Here in the United States though, the trend is hopefully now moving toward relaxing the marginalia of the restrictions and to streamlining regulations to simply, but strongly, prohibit actually false and misleading advertisements.
Reason the second — not everywhere in the United States is that necessarily the trend. I was reminded of that fact when reading about this lawsuit filed in Utah over an application of Utah’s approach to prohibiting celebrity endorsements of a lawyer or law firm. You can read the lawsuit filed by the firm, coincidentally doing business as “The Advocates,” here.
The short version of the story, laid out with a level of incredible politeness that would make even a Canadian law firm proud, is set out in the “Nature of the Action” paragraph of the lawsuit:
Plaintiffs advertise their legal services by way of live and sometimes pre-recorded interviews including statements of lawyers of the firm, radio personalities and others occurring and read during the course of regular programming of certain radio broadcasts, and during regular programming breaks (collectively, “Live Ads”). Based on obiter dicta contained in an opinion issued November 12, 2014 by the Utah Bar’s Ethics Advisory Opinion Committee, the Utah Bar Office of Professional Conduct (“OPC”) has interpreted and applied Rule 7.2 of the Utah Rules of Professional Conduct to proscribe Plaintiffs’ Live Ads. With respect and gratitude for the Utah Bar and its Commissioners’ service to the members of the Bar, and with deference to their discretion, Plaintiffs courteously bring this Complaint seeking this Court’s interpretation and declaration of the parties’ rights and obligations under the First Amendment’s protection of commercial speech and other implicated constitutional protections. Plaintiffs fully intend to abide by the Utah Rules of Professional Conduct as well as the high ethical standards they have set for themselves. While they believe that their Live Ads at issue in this Complaint are protected speech and fall within the Rules, Plaintiffs will yield to the courts’ final decision, regardless of the outcome.

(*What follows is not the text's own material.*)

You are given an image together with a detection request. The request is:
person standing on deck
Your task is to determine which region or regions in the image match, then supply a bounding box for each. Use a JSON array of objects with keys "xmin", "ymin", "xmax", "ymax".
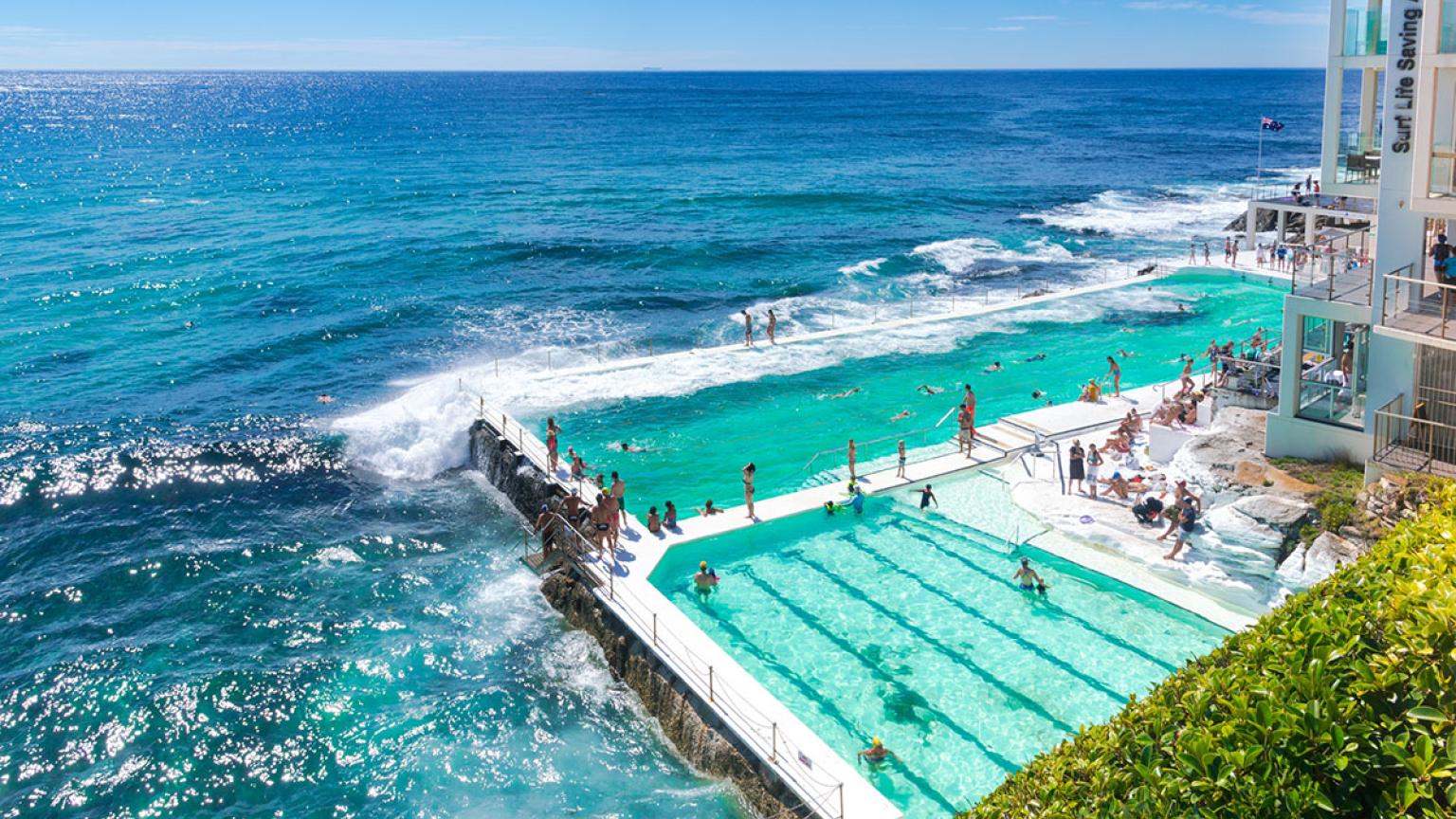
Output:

Setting aside the general silliness of being worried that modern consumers will somehow be tricked by a celebrity endorsement in a lawyer advertisement, and setting aside the additional general silliness that such a concept would extend to radio hosts/DJs reading live advertisements of lawyers and law firms, the whole genesis of Utah’s position that a celebrity endorsement is prohibited by the ethics rules is a pretty interesting example of writers of an ethics opinion losing the plot.
The lawsuit doesn’t explicitly say it, but Utah RPC 7.2 does not contain any direct prohibition on a celebrity endorsement. The closest that rule would get to such a result is either to misread and expand subsection (b) of its rule which declares:
(b) If the advertisement uses any actors to portray a lawyer, members of the law firm, or clients or utilizes depictions of fictionalized events or scenes, the same must be disclosed.

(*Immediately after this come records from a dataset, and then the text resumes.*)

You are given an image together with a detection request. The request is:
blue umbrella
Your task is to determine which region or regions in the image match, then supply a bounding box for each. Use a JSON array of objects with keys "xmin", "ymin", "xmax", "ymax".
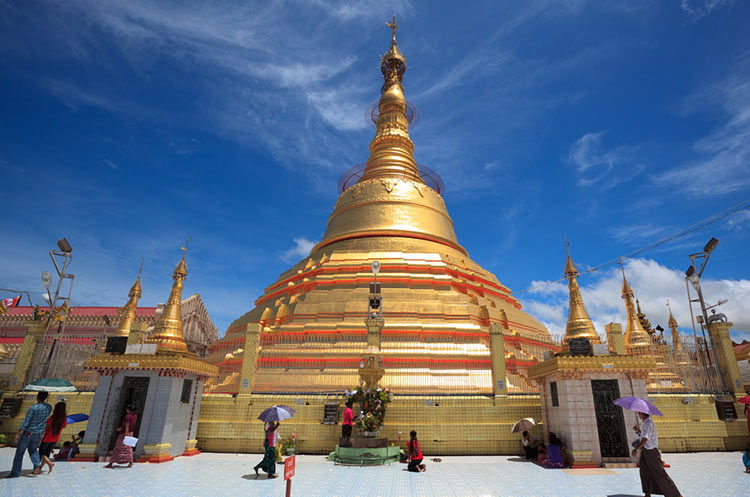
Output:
[
  {"xmin": 68, "ymin": 413, "xmax": 89, "ymax": 424},
  {"xmin": 258, "ymin": 406, "xmax": 295, "ymax": 423}
]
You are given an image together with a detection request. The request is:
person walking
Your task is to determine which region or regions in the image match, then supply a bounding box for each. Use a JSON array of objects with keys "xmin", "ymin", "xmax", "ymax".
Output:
[
  {"xmin": 632, "ymin": 412, "xmax": 682, "ymax": 497},
  {"xmin": 7, "ymin": 392, "xmax": 52, "ymax": 478},
  {"xmin": 104, "ymin": 406, "xmax": 138, "ymax": 468},
  {"xmin": 406, "ymin": 430, "xmax": 427, "ymax": 473},
  {"xmin": 341, "ymin": 400, "xmax": 354, "ymax": 438},
  {"xmin": 253, "ymin": 421, "xmax": 279, "ymax": 478},
  {"xmin": 39, "ymin": 402, "xmax": 68, "ymax": 473}
]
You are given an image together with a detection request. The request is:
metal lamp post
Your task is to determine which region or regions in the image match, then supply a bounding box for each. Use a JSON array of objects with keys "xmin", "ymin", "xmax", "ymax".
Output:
[{"xmin": 36, "ymin": 238, "xmax": 75, "ymax": 379}]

or to conclude that subsection (f) of the rule doesn’t permit paying a celebrity as being a reasonable expense of an advertisement.
What the lawsuit does explain is that the notion that Utah Rule 7.2 prohibits a celebrity endorsement in an advertisement only comes about because a total non-sequitur was thrown into a Utah ethics opinion that was issued to address the question: “What are the ethical limits to participating in attorney rating systems, especially those that identify ‘the Best Lawyer’ or ‘Super Lawyer’?”

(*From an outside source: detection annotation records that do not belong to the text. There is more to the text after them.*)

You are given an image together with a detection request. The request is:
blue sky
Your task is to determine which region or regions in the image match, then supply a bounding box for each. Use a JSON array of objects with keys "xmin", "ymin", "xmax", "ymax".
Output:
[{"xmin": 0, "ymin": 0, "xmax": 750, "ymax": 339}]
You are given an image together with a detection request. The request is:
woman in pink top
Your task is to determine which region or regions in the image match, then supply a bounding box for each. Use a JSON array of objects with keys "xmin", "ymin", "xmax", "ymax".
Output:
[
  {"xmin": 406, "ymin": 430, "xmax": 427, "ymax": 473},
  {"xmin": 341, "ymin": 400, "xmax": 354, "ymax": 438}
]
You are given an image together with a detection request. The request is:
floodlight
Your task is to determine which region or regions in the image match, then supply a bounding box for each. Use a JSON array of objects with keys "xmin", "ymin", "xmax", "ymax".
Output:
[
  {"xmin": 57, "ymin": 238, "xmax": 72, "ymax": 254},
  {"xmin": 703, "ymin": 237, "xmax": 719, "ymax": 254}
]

You can go read Utah Bar Ethics Advisory Committee Opinion 14-04 for yourself here, but it truly does bizarrely just add a last sentence in an otherwise unrelated paragraph that says “a lawyer who pays a celebrity or public figure to recommend the lawyer violates Rule 7.2.” That foray down a rabbit trail actually drew a dissent from a member of that committee to the ethics opinion which is itself not something you see every day.
Efforts to restrict lawyer ads really do cloud the minds of otherwise reasonable and intelligent folks.
One reply on “More fuel for the advertising rule reform fire.”
[…] before an audience of top-notch Canadian lawyers in November. This post is something of a coda to that post as I want to, very briefly, say a word or too about that […]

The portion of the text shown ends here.